JOHN YDSTIE, host:
President Bush, this week, is expected to sign into law $70 billion in tax cut extensions, partly for people who pay taxes on dividends or capital gains. Another element on the Republican tax cut agenda is a permanent repeal of the estate tax. That's still pending in the Senate. Republicans hope to finish the job soon, but it may not be as easy as they had hoped.
NPR's Kathleen Schalch reports.
KATHLEEN SCHALCH reporting:
Under current law, 2010 is the only year when there will be no estate tax. That's because five years ago, Republicans wanted to repeal the tax, but didn't have the votes. So they pushed through a law that would phase it out by 2010, then reinstate it in 2011. Of course, Congress meant to come back later and make the repeal permanent. And, indeed, in 2005, the House did vote to end the estate tax for good. The Senate was expected to follow suit right after Labor Day, according to Dick Patten who heads the anti-tax American Family Business Institute.
Mr. DICK PATTEN (Executive Director, The American Family Business Institute): We got to a point where the Senate majority whip's staff agreed with us that we had the votes to achieve repeal...
SCHALCH: Then came Hurricane Katrina. The vote got delayed, and now, Arizona Republican Senator Jon Kyl has warned supporters that prospects for a complete victory might be receding.
Senator JON KYL (Republican, Arizona): The problem is, and I'm sorry to say, we probably lost some votes for full repeal.
Mr. DAN CLIFTON (Chief Economist, Americans for Tax Reform): Support has waned for a number of reasons...
SCHALCH: Dan Clifton is chief economist for another anti-tax group, Americans for Tax Reform. He says one reason support waned was the prospect of a deeper deficit. Congressional budgeters say repealing the estate tax for even a decade could cost the treasury a trillion dollars. And, Clifton says, the overall political climate has cooled.
Mr.

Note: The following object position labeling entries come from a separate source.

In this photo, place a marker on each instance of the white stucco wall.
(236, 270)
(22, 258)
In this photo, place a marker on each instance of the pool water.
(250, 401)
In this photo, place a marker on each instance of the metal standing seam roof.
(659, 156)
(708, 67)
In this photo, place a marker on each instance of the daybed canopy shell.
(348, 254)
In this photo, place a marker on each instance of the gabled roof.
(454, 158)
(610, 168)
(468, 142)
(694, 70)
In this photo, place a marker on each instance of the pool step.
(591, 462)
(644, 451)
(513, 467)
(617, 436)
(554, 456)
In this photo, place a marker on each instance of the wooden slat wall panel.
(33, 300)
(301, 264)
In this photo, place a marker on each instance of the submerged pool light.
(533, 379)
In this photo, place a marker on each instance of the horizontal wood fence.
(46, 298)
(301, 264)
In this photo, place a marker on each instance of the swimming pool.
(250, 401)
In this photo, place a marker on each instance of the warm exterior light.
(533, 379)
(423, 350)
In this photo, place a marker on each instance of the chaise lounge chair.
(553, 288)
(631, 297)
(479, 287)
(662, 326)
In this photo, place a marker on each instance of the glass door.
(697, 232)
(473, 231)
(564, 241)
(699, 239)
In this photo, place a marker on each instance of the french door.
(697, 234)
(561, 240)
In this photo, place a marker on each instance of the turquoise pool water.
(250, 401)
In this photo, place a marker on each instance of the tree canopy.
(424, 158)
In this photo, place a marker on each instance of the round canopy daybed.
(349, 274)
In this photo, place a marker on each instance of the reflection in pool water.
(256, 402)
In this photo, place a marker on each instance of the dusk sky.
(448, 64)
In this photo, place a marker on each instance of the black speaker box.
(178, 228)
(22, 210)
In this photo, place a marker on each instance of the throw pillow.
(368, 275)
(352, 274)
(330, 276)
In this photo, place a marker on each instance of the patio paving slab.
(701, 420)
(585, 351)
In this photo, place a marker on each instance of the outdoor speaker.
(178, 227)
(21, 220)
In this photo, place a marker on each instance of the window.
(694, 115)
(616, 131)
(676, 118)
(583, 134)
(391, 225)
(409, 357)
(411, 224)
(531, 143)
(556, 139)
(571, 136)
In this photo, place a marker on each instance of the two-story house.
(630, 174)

CLIFTON: Because the President's approval ratings have fallen.
SCHALCH: Groups that want to preserve the tax have gotten organized, as well.
Unidentified Man: What do we want?
Unidentified Crowd: (Unintelligible) money!
Unidentified Man: How do we want it?
Unidentified Crowd: Tax-free!
SCHALCH: Members of Billionaires for Bush showed up at a recent press conference in tuxedos and top hats, carrying photos of Paris Hilton. At the same event, Joan Claybrook, president of Public Citizen, unveiled a study alleging that 18 of the nations wealthiest families, worth an average of a billion dollars each, have funded and orchestrated the ten-year campaign to repeal the tax.
Ms. JOAN CLAYBROOK (President, Public Citizen): We are here today to expose one of the biggest con jobs in recent history.
SCHALCH: Estate tax defenders say the repeal movement has been misleading the public by calling the estate tax a death tax. Surveys, including a 2003 NPR/Kaiser/Kennedy School poll on taxes, do reveal some confusion. That poll found nearly half the country thought estate taxes are paid by most Americans. In fact, this year, only one estate in 200 will pay the tax. That's because the first $2 million of any estate is exempt. Steve Richetti is co-chairman of a group called the Coalition for America's Priorities.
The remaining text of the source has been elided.